Europe scrambles to contain coronavirus
February 27 2020 02:19 AM
Italian Green Berets officers man a check-point at one of the entrances to the small town of San Fiorano southeast of Milan, situated in the red zone of the Covid-19 novel coronavirus outbreak in northern Italy.


Coronavirus cases spread yesterday in Europe and beyond, with Latin America confirming its first patient as the world scrambled to contain the deadly epidemic that has killed thousands worldwide.
New cases have emerged across Europe, many linked to the continent’s coronavirus hotspot in northern Italy, amid warnings from health experts to rein in hysteria as the virus continued its march beyond China’s borders.
In a sign of the virus’ expanding footprint, Brazil confirmed Latin America’s first case, a 61-year-old who travelled to Italy’s Lombardy region.

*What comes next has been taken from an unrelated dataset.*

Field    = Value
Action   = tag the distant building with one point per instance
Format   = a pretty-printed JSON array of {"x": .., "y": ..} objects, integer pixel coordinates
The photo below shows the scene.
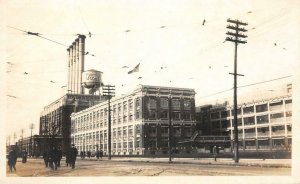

Greece also confirmed its first case yesterday, a woman who had been in northern Italy, while Spain, Croatia, Austria, North Macedonia and Algeria have all reported cases linked to the country.
Several governments have advised against travel to Italy — which has 400 cases and 12 deaths — particularly to the outbreak epicentre in the north.
Even as new cases continued to multiply beyond China’s borders, the European Union sought to head off hysteria over the outbreak.
“This is a situation of concern, but we must not give in to panic,” EU Health Commissioner Stella Kyriakides told reporters in Rome.
“We must also be vigilant when it comes to misinformation and disinformation,” she added.
The impact of the virus has moved beyond health systems.
Markets have wobbled in recent days while sports matches and festivals across Europe have been cancelled over virus fears.
A March 7 Six Nations rugby match between Italy and Ireland in Dublin was called off yesterday, while the famed Venice Carnival was closed early over the weekend.
As cases mounted across Europe, the WHO warned governments in Europe to remain vigilant.
“You have to keep up and sustain these efforts so that no-one is left behind because ultimately health is a political choice,” WHO Regional Director for Europe Hans Kluge said in Rome.